FFHQ model checkpoint leads to out of memory even on single image inference #24

Closed bhoov closed 3 years ago

bhoov commented 3 years ago

I am trying to play with the results of the model with the pretrained checkpoints, however, I continue to get out of memory errors when passing even a single image through the model for inference.

I load the state_dict and args of the FFHQ pretrained checkpoint into the model and pass in a single image of shape (1,3,256,256), dtype torch.float32, with values between [0, 1] (per the LMDB DataLoader) into the model's forward pass.

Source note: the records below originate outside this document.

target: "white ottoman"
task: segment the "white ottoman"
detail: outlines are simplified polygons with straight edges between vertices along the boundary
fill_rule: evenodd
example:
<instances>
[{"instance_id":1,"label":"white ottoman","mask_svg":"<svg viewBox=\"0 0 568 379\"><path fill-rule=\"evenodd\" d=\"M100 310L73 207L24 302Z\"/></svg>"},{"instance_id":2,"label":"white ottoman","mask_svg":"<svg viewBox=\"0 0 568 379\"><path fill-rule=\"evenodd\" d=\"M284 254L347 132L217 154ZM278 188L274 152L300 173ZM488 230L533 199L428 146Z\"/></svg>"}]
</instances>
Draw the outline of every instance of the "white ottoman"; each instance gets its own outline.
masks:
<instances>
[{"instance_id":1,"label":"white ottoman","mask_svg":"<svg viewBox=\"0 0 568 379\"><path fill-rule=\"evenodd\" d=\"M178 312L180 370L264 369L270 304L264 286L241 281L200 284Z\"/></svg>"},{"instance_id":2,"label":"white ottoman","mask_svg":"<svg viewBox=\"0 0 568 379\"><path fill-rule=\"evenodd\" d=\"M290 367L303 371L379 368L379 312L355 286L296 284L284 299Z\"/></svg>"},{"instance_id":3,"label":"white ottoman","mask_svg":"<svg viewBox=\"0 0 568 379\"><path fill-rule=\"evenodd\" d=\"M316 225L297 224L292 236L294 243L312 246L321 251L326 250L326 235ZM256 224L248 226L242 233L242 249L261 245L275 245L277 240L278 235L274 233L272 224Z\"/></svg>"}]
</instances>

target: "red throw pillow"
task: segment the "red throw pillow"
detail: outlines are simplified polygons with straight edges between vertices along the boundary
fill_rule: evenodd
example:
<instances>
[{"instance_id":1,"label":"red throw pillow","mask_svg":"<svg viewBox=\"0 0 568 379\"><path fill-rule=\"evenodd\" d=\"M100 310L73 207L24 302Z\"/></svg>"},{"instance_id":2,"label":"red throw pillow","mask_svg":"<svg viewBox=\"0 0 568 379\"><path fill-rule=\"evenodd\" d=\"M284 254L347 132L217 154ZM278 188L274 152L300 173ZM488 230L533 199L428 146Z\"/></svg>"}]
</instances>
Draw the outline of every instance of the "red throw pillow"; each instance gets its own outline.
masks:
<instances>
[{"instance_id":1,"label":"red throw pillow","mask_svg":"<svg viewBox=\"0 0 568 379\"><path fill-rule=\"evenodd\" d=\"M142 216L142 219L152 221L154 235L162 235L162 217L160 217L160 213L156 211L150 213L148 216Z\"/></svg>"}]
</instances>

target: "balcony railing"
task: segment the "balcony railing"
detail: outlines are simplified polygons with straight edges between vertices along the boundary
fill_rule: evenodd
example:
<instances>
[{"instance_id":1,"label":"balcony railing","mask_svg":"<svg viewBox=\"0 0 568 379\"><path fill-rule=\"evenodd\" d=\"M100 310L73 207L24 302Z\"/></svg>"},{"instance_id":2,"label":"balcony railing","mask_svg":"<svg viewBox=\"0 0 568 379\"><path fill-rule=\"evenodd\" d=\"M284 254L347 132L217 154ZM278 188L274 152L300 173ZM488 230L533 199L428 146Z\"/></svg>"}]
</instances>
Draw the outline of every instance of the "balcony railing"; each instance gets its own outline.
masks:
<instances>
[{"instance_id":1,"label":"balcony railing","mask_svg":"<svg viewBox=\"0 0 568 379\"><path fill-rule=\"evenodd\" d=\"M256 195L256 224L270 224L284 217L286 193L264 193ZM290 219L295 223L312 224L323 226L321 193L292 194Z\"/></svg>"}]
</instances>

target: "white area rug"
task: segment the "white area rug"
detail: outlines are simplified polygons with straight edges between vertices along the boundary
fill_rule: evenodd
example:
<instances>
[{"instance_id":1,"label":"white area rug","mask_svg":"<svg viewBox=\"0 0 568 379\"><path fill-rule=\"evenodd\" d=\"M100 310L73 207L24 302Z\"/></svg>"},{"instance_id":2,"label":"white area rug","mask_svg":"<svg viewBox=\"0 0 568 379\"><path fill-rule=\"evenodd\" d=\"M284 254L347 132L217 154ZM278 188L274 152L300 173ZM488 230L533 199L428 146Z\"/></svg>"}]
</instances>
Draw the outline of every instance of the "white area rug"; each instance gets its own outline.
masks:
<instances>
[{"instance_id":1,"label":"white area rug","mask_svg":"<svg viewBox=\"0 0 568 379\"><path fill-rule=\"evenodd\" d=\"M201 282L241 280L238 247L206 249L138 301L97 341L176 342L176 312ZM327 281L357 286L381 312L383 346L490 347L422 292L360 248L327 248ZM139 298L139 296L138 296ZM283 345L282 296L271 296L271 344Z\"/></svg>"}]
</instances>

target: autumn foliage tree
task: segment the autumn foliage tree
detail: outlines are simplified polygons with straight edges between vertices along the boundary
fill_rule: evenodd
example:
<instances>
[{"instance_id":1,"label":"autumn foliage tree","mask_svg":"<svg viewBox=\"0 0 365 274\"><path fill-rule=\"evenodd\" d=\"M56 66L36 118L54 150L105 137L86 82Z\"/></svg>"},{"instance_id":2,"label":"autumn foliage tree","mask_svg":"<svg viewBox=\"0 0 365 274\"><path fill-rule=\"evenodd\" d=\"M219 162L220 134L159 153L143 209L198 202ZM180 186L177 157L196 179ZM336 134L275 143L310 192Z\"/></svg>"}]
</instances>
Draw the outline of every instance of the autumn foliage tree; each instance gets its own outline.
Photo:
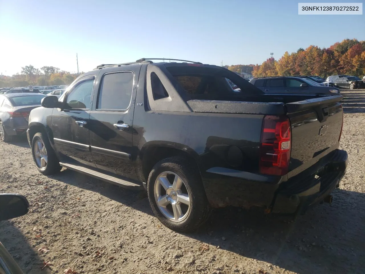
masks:
<instances>
[{"instance_id":1,"label":"autumn foliage tree","mask_svg":"<svg viewBox=\"0 0 365 274\"><path fill-rule=\"evenodd\" d=\"M277 61L269 58L256 65L253 74L255 77L338 74L362 77L365 75L365 41L345 39L328 48L311 45L290 54L287 52Z\"/></svg>"}]
</instances>

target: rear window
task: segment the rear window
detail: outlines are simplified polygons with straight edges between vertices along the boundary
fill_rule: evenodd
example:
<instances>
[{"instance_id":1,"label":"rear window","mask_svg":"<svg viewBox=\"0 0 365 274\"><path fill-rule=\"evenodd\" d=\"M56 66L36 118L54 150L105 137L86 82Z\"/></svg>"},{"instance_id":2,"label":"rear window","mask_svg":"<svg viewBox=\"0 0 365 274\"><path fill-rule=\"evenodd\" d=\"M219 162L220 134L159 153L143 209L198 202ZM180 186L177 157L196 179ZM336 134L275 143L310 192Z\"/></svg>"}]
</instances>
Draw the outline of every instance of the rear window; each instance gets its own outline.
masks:
<instances>
[{"instance_id":1,"label":"rear window","mask_svg":"<svg viewBox=\"0 0 365 274\"><path fill-rule=\"evenodd\" d=\"M41 100L45 96L41 95L29 95L27 96L19 96L12 97L13 105L15 106L31 106L32 105L40 105Z\"/></svg>"},{"instance_id":2,"label":"rear window","mask_svg":"<svg viewBox=\"0 0 365 274\"><path fill-rule=\"evenodd\" d=\"M262 87L264 86L264 84L265 82L265 80L264 79L259 79L258 80L256 80L255 82L255 85L256 87Z\"/></svg>"},{"instance_id":3,"label":"rear window","mask_svg":"<svg viewBox=\"0 0 365 274\"><path fill-rule=\"evenodd\" d=\"M132 98L133 74L130 72L106 74L101 80L97 108L125 110Z\"/></svg>"},{"instance_id":4,"label":"rear window","mask_svg":"<svg viewBox=\"0 0 365 274\"><path fill-rule=\"evenodd\" d=\"M347 77L347 79L348 79L349 81L358 81L359 80L361 80L358 77Z\"/></svg>"},{"instance_id":5,"label":"rear window","mask_svg":"<svg viewBox=\"0 0 365 274\"><path fill-rule=\"evenodd\" d=\"M196 94L200 92L199 85L201 82L202 76L176 76L176 79L179 84L190 95Z\"/></svg>"}]
</instances>

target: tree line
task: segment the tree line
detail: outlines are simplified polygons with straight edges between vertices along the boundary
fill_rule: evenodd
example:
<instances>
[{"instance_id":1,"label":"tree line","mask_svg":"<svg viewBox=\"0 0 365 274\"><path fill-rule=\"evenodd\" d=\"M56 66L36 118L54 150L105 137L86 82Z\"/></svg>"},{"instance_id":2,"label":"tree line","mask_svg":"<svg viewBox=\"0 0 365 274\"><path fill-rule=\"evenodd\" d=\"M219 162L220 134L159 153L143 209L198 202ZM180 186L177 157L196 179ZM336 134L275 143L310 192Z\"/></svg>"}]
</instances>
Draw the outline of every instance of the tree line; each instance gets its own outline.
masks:
<instances>
[{"instance_id":1,"label":"tree line","mask_svg":"<svg viewBox=\"0 0 365 274\"><path fill-rule=\"evenodd\" d=\"M22 67L20 73L18 73L12 76L0 75L0 87L69 85L79 75L70 73L54 66L44 66L38 69L30 65Z\"/></svg>"},{"instance_id":2,"label":"tree line","mask_svg":"<svg viewBox=\"0 0 365 274\"><path fill-rule=\"evenodd\" d=\"M248 73L255 77L345 74L362 78L365 75L365 41L345 39L327 48L311 45L296 52L287 52L278 60L271 57L260 65L225 66L235 72L240 72L241 67L246 72L248 67Z\"/></svg>"}]
</instances>

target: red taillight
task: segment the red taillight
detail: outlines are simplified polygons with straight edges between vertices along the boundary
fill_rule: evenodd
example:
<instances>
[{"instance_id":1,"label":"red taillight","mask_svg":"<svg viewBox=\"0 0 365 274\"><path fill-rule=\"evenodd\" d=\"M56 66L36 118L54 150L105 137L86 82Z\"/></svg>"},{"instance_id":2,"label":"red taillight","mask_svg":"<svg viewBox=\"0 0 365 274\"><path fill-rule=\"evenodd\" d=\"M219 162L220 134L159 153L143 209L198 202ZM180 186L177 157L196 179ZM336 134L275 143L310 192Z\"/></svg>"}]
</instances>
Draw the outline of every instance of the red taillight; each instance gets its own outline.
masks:
<instances>
[{"instance_id":1,"label":"red taillight","mask_svg":"<svg viewBox=\"0 0 365 274\"><path fill-rule=\"evenodd\" d=\"M10 115L10 116L12 118L16 117L28 117L29 116L30 112L20 112L19 111L8 111L8 113Z\"/></svg>"},{"instance_id":2,"label":"red taillight","mask_svg":"<svg viewBox=\"0 0 365 274\"><path fill-rule=\"evenodd\" d=\"M338 137L338 141L340 141L340 139L341 139L341 135L342 135L342 129L343 128L343 110L342 107L342 105L341 105L341 111L342 113L342 125L341 125L341 131L340 132L340 137Z\"/></svg>"},{"instance_id":3,"label":"red taillight","mask_svg":"<svg viewBox=\"0 0 365 274\"><path fill-rule=\"evenodd\" d=\"M290 159L290 122L286 117L267 115L264 118L260 148L260 173L284 175Z\"/></svg>"}]
</instances>

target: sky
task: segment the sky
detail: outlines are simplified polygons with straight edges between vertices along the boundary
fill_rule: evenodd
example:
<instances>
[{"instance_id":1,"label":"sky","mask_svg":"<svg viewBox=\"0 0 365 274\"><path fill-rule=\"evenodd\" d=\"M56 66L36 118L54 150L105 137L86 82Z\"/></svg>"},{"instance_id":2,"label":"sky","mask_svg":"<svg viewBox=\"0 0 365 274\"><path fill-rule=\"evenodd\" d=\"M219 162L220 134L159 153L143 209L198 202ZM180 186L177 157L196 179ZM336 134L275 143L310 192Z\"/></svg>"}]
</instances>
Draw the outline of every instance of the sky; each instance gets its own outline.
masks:
<instances>
[{"instance_id":1,"label":"sky","mask_svg":"<svg viewBox=\"0 0 365 274\"><path fill-rule=\"evenodd\" d=\"M260 64L365 40L364 14L298 15L293 0L0 0L0 74L29 65L74 72L77 53L80 72L143 57Z\"/></svg>"}]
</instances>

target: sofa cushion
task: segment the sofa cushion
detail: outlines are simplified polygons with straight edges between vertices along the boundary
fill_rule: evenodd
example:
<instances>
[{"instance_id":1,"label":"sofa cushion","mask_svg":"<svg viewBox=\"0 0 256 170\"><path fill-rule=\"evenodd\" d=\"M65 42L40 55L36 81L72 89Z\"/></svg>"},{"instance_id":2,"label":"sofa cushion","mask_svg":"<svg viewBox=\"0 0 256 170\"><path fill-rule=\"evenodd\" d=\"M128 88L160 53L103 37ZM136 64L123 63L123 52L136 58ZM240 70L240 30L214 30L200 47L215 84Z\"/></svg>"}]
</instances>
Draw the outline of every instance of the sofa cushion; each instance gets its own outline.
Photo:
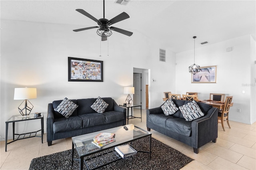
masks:
<instances>
[{"instance_id":1,"label":"sofa cushion","mask_svg":"<svg viewBox=\"0 0 256 170\"><path fill-rule=\"evenodd\" d=\"M77 105L79 106L77 108L77 114L80 115L95 113L95 111L91 107L95 101L96 99L95 98L77 99Z\"/></svg>"},{"instance_id":2,"label":"sofa cushion","mask_svg":"<svg viewBox=\"0 0 256 170\"><path fill-rule=\"evenodd\" d=\"M187 121L184 119L170 118L166 119L166 128L179 134L190 136L191 135L192 121Z\"/></svg>"},{"instance_id":3,"label":"sofa cushion","mask_svg":"<svg viewBox=\"0 0 256 170\"><path fill-rule=\"evenodd\" d=\"M76 103L66 97L54 110L68 118L72 115L78 106Z\"/></svg>"},{"instance_id":4,"label":"sofa cushion","mask_svg":"<svg viewBox=\"0 0 256 170\"><path fill-rule=\"evenodd\" d=\"M179 108L186 121L192 121L204 115L194 101L180 106Z\"/></svg>"},{"instance_id":5,"label":"sofa cushion","mask_svg":"<svg viewBox=\"0 0 256 170\"><path fill-rule=\"evenodd\" d=\"M104 114L97 113L78 115L83 120L82 128L92 127L107 123Z\"/></svg>"},{"instance_id":6,"label":"sofa cushion","mask_svg":"<svg viewBox=\"0 0 256 170\"><path fill-rule=\"evenodd\" d=\"M91 107L98 113L103 113L108 106L108 104L99 96Z\"/></svg>"},{"instance_id":7,"label":"sofa cushion","mask_svg":"<svg viewBox=\"0 0 256 170\"><path fill-rule=\"evenodd\" d=\"M177 99L172 99L172 101L173 101L173 103L174 103L174 104L178 108L180 106L182 106L182 105L184 105L184 103L185 102L185 101L184 100L177 100ZM172 115L172 116L174 116L175 117L180 117L181 115L182 115L182 114L181 113L181 112L180 111L180 109L179 109L178 110L178 111L175 112L174 114ZM182 118L183 118L183 119L184 119L183 116Z\"/></svg>"},{"instance_id":8,"label":"sofa cushion","mask_svg":"<svg viewBox=\"0 0 256 170\"><path fill-rule=\"evenodd\" d=\"M104 112L103 115L105 115L106 123L108 123L125 119L124 112L110 111L109 112Z\"/></svg>"},{"instance_id":9,"label":"sofa cushion","mask_svg":"<svg viewBox=\"0 0 256 170\"><path fill-rule=\"evenodd\" d=\"M82 128L82 120L78 116L72 116L68 119L61 117L55 119L52 125L54 133L66 132Z\"/></svg>"},{"instance_id":10,"label":"sofa cushion","mask_svg":"<svg viewBox=\"0 0 256 170\"><path fill-rule=\"evenodd\" d=\"M74 103L76 103L77 105L78 105L77 103L76 102L76 100L71 100L71 101L72 101L73 102L74 102ZM62 101L62 100L56 100L56 101L53 101L52 102L52 107L53 108L54 110L54 109L57 108L57 107L58 107L58 106L60 104ZM73 112L73 113L70 116L74 116L77 115L77 110L79 107L78 107L77 108L76 108L76 110L75 110L75 111L74 111L74 112ZM58 112L54 111L54 118L58 118L59 117L64 117L63 116L63 115L62 115Z\"/></svg>"},{"instance_id":11,"label":"sofa cushion","mask_svg":"<svg viewBox=\"0 0 256 170\"><path fill-rule=\"evenodd\" d=\"M164 113L166 116L173 115L177 111L179 110L179 109L177 107L173 101L170 99L167 100L161 106L161 108L163 110Z\"/></svg>"},{"instance_id":12,"label":"sofa cushion","mask_svg":"<svg viewBox=\"0 0 256 170\"><path fill-rule=\"evenodd\" d=\"M148 122L157 125L164 128L166 128L166 122L169 118L176 118L173 115L166 116L164 114L151 114L148 116Z\"/></svg>"},{"instance_id":13,"label":"sofa cushion","mask_svg":"<svg viewBox=\"0 0 256 170\"><path fill-rule=\"evenodd\" d=\"M212 108L212 106L202 102L196 102L196 104L204 114L206 113L210 109Z\"/></svg>"},{"instance_id":14,"label":"sofa cushion","mask_svg":"<svg viewBox=\"0 0 256 170\"><path fill-rule=\"evenodd\" d=\"M102 97L102 99L108 104L108 106L105 110L105 112L113 111L114 103L113 103L113 99L111 97Z\"/></svg>"}]
</instances>

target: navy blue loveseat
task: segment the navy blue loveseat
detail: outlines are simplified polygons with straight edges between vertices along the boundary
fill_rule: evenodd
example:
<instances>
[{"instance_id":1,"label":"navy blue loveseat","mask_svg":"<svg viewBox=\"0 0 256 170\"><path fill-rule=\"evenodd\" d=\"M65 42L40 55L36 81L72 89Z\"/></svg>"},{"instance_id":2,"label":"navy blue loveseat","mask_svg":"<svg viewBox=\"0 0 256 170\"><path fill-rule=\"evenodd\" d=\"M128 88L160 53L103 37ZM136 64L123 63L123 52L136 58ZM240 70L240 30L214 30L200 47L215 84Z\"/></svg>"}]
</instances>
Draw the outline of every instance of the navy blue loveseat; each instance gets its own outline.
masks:
<instances>
[{"instance_id":1,"label":"navy blue loveseat","mask_svg":"<svg viewBox=\"0 0 256 170\"><path fill-rule=\"evenodd\" d=\"M52 140L125 125L126 109L119 106L112 98L102 99L109 105L102 114L90 107L97 98L71 100L78 106L68 118L54 110L62 100L49 103L46 119L48 146L52 145Z\"/></svg>"},{"instance_id":2,"label":"navy blue loveseat","mask_svg":"<svg viewBox=\"0 0 256 170\"><path fill-rule=\"evenodd\" d=\"M171 100L178 107L191 102ZM193 121L186 121L180 109L168 116L164 115L161 106L147 110L148 130L152 128L185 143L193 148L194 152L198 153L201 146L211 141L216 142L218 109L203 103L196 103L204 116Z\"/></svg>"}]
</instances>

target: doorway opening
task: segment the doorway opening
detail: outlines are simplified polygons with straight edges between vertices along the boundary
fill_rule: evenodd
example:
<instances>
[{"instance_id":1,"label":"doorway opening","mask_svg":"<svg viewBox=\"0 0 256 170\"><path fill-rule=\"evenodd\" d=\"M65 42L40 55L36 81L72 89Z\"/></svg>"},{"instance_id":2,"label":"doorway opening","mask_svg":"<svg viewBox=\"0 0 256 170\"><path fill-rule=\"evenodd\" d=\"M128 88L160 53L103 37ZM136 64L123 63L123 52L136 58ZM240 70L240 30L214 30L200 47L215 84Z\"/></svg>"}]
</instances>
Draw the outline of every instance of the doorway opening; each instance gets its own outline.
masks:
<instances>
[{"instance_id":1,"label":"doorway opening","mask_svg":"<svg viewBox=\"0 0 256 170\"><path fill-rule=\"evenodd\" d=\"M133 103L141 105L142 109L150 108L150 72L148 69L133 68Z\"/></svg>"}]
</instances>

I am using a Tesla V100 16GB, torch==1.6.0, CUDA 11.0, and Ubuntu 18.04.

I did a bit of debugging -- it looks like this Out of Memory error occurs when passing the image through the loop over the dec_tower.

Is there any reason, algorithmically, that the information for a single 256x256 image should consume more 16GB of GPU memory? Is there a memory leak somewhere?

Any insight and guidance on how to fix this would be appreciated.

bhoov commented 3 years ago

Figured it out. It looks like gradient tracking is on by default and calling model.eval() does not remove this. Running the forward pass in the with torch.no_grad(): context solved the issue. Closing.